The first studies of TGS used small RNAs targeted to various gene promoters to induce gene silencing. RNAs used to target gene promoters have included synthetic siRNAs (7,8,9,10,11,12,13,14,15,16,17,18) and plasmids expressing short hairpin RNAs (shRNAs) (8,11, 19,20,21) or small antisense RNAs (8,22) from RNA polymerase III (RNA Pol III) promoters (Figure 1). RNA Pol III is responsible for transcribing various ncRNAs in the cell such as ribosomal RNA and transfer RNAs. As such, RNA Pol III binding promoters including the human U6 small nuclear RNA or the human H1 are commonly used to express ncRNAs due to the short recognition and termination sequences and characterized initiation sites. One of the defining characteristics of TGS is the ability of promoter-targeted small RNAs to reduce mRNA levels of a gene by reducing the amount of transcriptional initiation. Levels of transcription are determined by using quantitative real-time PCR (qRT-PCR) to amplify reverse-transcribed cellular RNA, thereby identifying whether a targeted gene has been affected. While a critical tool, qRT-PCR cannot differentiate between decreases in transcription due to less initiation (as in TGS) versus degradation of mRNA (as in PTGS).
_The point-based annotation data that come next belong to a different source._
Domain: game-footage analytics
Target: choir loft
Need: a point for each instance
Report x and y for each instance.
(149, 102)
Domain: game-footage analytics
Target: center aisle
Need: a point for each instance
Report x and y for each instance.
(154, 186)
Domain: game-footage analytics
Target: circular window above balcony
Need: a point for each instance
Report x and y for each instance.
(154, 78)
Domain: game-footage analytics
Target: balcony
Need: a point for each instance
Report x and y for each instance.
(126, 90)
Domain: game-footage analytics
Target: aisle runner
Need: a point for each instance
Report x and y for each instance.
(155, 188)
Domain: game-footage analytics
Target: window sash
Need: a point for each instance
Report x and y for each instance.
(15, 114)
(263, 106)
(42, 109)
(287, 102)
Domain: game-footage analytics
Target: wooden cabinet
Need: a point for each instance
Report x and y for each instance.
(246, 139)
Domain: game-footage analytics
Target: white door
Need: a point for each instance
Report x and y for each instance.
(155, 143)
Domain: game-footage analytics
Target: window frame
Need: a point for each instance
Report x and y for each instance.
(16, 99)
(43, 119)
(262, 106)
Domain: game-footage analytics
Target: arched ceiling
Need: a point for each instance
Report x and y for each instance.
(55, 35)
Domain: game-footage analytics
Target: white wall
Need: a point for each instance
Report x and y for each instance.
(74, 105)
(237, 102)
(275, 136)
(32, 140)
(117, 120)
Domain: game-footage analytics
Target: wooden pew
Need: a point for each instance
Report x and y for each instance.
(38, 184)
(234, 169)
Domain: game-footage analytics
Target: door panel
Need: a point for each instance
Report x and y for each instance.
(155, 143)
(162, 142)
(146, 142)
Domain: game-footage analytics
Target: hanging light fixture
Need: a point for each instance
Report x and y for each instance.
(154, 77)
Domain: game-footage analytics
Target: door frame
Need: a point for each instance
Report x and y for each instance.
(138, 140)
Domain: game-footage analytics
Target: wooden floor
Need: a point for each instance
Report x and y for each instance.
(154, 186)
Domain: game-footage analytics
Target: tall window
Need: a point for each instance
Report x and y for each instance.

Therefore, it is critical to initially assess the action of small RNAs involved in TGS using nuclear run-ons, in which active transcription is halted and then resumed in the presence of labeled UTP, often ³²P or biotin (7,10,18,20,22,23). The labeled RNA is most commonly analyzed by dot blot to determine the level of transcription at a target gene compared with a control gene. Using qRT-PCR and nuclear run-ons as initial assays, promoter-targeted small RNAs generated de novo have been shown to reduce the transcriptional activity of numerous genes.